O Caso do Relatório Invisível
Naquela tarde, Valentim recebera uma visita em seu escritório de advocacia — uma dessas figuras que Brasília envia quando deseja "estreitar laços", o que, na língua dos burocratas, significa apertar o garrote. O emissário, um sujeito de sorriso plástico e hálito de café requentado, falara sobre "segurança nacional" e "colaboração necessária".
— O governo federal — dissera o homem, enquanto examinava uma estatueta de bronze sobre a mesa de Valentim — aprecia muito a ordem de Santa Catarina. Mas a ordem exige... transparência. Precisamos que o senhor nos abra certas janelas de seus clientes. Intimidades, entende? Pequenos desvios que garantam a lealdade de quem decide.
Valentim sentiu o cheiro de enxofre da prostituição estatal. Não pediam justiça; pediam munição para chantagem. Queriam transformar o foro íntimo em um lupanar de dossiês.
A Revolta do Silêncio
Naquela noite, sozinho em seu apartamento, Valentim não ligou a televisão. Não acessou a rede. Pegou um velho caderno de capa de couro e uma caneta-tinteiro. Se o Estado queria os seus dados, ele lhe daria o vácuo.
"A secessão," escreveu ele com caligrafia firme, "não é um mapa rasgado. É uma porta trancada por dentro. Se o governo federal deseja ser o voyeur da nossa existência, a nossa resposta deve ser a opacidade absoluta. Eles podem tributar o meu vinho, mas não podem provar o meu pensamento."
Ele lembrou-se de um cliente, um empresário de brio que fora destruído não por um crime, mas por um vídeo de alcova "vazado" por um agente que buscava uma concessão. A espionagem sexual era a nova guilhotina, mais silenciosa e muito mais suja.
O Banquete das Sombras
Valentim caminhou até a varanda, mas não abriu o vidro. Observou o reflexo de si mesmo. Ali estava um cidadão de Santa Catarina, um homem que pagava seus impostos com a pontualidade de um condenado, mas que guardava a sua alma como um segredo de estado.

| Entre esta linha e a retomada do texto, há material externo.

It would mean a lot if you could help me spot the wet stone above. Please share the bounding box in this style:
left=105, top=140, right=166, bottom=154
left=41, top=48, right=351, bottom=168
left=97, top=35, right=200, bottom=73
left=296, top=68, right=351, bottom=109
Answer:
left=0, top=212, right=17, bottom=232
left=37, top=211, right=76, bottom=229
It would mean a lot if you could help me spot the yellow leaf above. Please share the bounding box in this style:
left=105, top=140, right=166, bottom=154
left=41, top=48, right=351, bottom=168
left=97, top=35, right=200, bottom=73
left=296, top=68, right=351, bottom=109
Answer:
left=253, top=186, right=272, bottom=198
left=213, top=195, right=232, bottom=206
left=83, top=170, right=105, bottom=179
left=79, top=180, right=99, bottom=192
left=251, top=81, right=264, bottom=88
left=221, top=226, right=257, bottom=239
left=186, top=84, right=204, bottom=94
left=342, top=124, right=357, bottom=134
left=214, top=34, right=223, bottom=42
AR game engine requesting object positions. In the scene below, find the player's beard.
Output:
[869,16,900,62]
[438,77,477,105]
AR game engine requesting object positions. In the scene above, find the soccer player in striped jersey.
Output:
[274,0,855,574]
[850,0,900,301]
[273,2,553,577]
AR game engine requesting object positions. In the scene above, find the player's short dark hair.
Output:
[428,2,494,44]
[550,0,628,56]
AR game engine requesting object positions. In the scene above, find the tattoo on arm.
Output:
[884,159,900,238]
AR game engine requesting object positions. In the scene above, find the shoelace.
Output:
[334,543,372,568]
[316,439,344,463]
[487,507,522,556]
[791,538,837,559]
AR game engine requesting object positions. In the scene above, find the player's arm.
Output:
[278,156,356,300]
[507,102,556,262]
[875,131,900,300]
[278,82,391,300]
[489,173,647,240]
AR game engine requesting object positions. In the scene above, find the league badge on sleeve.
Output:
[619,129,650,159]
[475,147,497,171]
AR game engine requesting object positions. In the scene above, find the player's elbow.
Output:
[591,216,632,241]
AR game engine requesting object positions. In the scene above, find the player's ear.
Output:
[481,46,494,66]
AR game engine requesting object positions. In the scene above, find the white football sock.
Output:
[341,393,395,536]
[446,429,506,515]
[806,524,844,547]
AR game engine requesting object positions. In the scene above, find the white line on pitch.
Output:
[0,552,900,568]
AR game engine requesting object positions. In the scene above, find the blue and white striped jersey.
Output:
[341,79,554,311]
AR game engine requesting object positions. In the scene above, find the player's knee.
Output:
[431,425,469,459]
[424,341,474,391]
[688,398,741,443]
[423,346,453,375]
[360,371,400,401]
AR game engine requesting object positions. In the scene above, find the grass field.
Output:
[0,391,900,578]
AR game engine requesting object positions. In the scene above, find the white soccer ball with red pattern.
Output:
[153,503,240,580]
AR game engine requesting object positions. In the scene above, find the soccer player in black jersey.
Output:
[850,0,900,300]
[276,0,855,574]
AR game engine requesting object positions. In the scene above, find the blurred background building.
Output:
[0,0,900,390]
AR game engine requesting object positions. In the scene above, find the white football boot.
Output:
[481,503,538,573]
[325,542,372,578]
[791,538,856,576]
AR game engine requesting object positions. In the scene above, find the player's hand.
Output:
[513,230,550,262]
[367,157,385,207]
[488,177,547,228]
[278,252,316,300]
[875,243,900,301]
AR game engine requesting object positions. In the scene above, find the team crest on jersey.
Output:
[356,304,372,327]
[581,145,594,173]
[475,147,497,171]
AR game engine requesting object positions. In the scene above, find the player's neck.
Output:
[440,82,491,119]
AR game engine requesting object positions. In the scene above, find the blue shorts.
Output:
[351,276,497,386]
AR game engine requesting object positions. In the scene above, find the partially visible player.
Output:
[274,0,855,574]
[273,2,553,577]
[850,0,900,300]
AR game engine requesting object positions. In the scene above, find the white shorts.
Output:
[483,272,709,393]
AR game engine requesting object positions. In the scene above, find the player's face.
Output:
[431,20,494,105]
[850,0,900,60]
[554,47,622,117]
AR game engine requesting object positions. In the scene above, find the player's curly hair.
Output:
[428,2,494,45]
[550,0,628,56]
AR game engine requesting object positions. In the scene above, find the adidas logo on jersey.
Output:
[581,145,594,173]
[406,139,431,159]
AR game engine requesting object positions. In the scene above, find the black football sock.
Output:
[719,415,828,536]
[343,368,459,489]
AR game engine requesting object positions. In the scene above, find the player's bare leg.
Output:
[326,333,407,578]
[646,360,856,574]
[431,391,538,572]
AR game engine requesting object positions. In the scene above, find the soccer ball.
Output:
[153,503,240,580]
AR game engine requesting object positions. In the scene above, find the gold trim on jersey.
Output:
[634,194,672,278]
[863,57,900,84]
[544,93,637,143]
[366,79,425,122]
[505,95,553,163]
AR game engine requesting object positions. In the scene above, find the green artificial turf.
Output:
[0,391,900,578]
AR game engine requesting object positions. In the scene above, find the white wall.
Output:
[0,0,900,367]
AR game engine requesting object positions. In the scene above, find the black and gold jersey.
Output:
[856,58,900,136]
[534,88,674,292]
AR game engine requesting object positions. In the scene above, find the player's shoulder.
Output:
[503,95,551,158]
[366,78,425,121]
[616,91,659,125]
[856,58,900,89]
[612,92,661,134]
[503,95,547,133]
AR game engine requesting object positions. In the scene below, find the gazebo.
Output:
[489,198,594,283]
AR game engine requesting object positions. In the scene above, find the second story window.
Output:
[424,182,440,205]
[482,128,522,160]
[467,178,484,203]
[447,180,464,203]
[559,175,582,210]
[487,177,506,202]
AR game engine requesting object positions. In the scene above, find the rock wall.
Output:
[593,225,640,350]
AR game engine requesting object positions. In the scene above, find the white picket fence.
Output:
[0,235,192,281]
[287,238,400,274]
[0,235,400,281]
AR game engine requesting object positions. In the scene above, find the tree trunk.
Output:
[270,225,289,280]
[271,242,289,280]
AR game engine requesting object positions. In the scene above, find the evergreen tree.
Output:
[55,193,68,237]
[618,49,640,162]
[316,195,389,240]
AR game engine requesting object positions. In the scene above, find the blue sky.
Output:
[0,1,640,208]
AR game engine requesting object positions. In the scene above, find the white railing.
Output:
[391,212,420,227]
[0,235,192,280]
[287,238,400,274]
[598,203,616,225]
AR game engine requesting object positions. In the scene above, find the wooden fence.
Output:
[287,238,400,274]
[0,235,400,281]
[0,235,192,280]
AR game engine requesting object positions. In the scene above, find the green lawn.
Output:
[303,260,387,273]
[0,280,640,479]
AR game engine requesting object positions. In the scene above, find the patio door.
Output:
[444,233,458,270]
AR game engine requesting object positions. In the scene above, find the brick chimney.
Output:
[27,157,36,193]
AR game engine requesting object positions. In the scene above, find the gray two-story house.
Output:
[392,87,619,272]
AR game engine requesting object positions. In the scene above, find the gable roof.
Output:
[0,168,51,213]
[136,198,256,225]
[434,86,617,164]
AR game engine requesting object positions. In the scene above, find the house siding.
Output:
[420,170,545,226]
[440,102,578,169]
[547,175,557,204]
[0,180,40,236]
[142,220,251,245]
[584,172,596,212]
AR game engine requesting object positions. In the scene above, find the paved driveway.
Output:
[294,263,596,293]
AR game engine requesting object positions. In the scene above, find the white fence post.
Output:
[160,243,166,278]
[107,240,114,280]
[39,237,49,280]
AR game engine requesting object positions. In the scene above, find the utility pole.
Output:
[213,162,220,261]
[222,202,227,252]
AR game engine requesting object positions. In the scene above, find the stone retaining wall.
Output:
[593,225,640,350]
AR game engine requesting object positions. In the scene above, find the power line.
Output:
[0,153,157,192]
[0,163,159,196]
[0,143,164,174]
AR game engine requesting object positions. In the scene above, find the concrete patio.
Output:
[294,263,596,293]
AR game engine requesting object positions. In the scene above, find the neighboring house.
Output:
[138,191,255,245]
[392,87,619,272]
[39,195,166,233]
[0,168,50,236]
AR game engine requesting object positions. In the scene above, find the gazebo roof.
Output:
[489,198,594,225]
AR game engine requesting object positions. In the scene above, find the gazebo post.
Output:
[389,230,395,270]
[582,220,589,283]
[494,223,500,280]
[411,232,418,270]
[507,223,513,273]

— Eles querem nos prostituir — murmurou ele para o próprio reflexo. — Querem que entreguemos a nossa vergonha para que eles nos devolvam uma segurança de papel.
Ele imaginou uma Santa Catarina diferente.
Não uma que erguesse exércitos na fronteira, mas uma que apagasse as telas. Uma terra de homens ilegíveis. Se Brasília enviasse seus espias, encontraria apenas rostos cordiais e mentes impenetráveis. Seria a
Secessão da Indiferença.
"O Estado é um convidado que, de tanto tempo na sala, passou a acreditar que é o dono do quarto. O erro é nosso, que esquecemos onde guardamos a chave."
O Epílogo da Gaveta
Valentim terminou sua nota. Não a enviaria para jornal algum. Guardou-a em uma gaveta de fundo falso, uma daquelas que não possui conexão Wi-Fi nem registro em nuvem.
Lá fora, um drone da polícia passava lentamente entre os prédios, com sua luz vermelha piscando como o olho de um ciclope moderno. Valentim sorriu com o canto da boca — um sorriso puramente machadiano. O drone via o concreto, via o vidro, via o metal. Mas não via o que Valentim acabara de escrever.
Naquela noite, o Dr. Valentim dormiu o sono dos justos e dos secessionistas. O Estado continuava lá, imenso e lúbrico, mas, para todos os efeitos de inteligência e monitoramento, Valentim tinha deixado de existir. Ele era, finalmente, um homem livre.